Teamwork Is Not Always Good: An Empirical Study of Classifier Drift in
Class-incremental Information Extraction
- URL: http://arxiv.org/abs/2305.16559v1
- Date: Fri, 26 May 2023 00:57:43 GMT
- Title: Teamwork Is Not Always Good: An Empirical Study of Classifier Drift in
Class-incremental Information Extraction
- Authors: Minqian Liu, Lifu Huang
- Abstract summary: Class-incremental learning aims to develop a learning system that can continually learn new classes from a data stream without forgetting previously learned classes.
In this paper, we take a closer look at how the drift in the classifier leads to forgetting, and accordingly, four simple yet (super-) effective solutions to alleviate the drift.

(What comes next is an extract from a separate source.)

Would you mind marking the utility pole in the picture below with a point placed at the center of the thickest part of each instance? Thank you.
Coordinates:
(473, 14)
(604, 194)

Our solutions consistently show significant improvement over the previous state-of-the-art approaches with up to 44.7% absolute F-score gain.
- Score: 12.4259256312658
- License: http://creativecommons.org/licenses/by/4.0/
- Abstract: Class-incremental learning (CIL) aims to develop a learning system that can
continually learn new classes from a data stream without forgetting previously
learned classes. When learning classes incrementally, the classifier must be
constantly updated to incorporate new classes, and the drift in decision
boundary may lead to severe forgetting. This fundamental challenge, however,
has not yet been studied extensively, especially in the setting where no
samples from old classes are stored for rehearsal. In this paper, we take a
closer look at how the drift in the classifier leads to forgetting, and
accordingly, design four simple yet (super-) effective solutions to alleviate
the classifier drift: an Individual Classifiers with Frozen Feature Extractor
(ICE) framework where we individually train a classifier for each learning
session, and its three variants ICE-PL, ICE-O, and ICE-PL&O which further take
the logits of previously learned classes from old sessions or a constant logit
of an Other class as a constraint to the learning of new classifiers. Extensive
experiments and analysis on 6 class-incremental information extraction tasks
demonstrate that our solutions, especially ICE-O, consistently show significant
improvement over the previous state-of-the-art approaches with up to 44.7%
absolute F-score gain, providing a strong baseline and insights for future
research on class-incremental learning.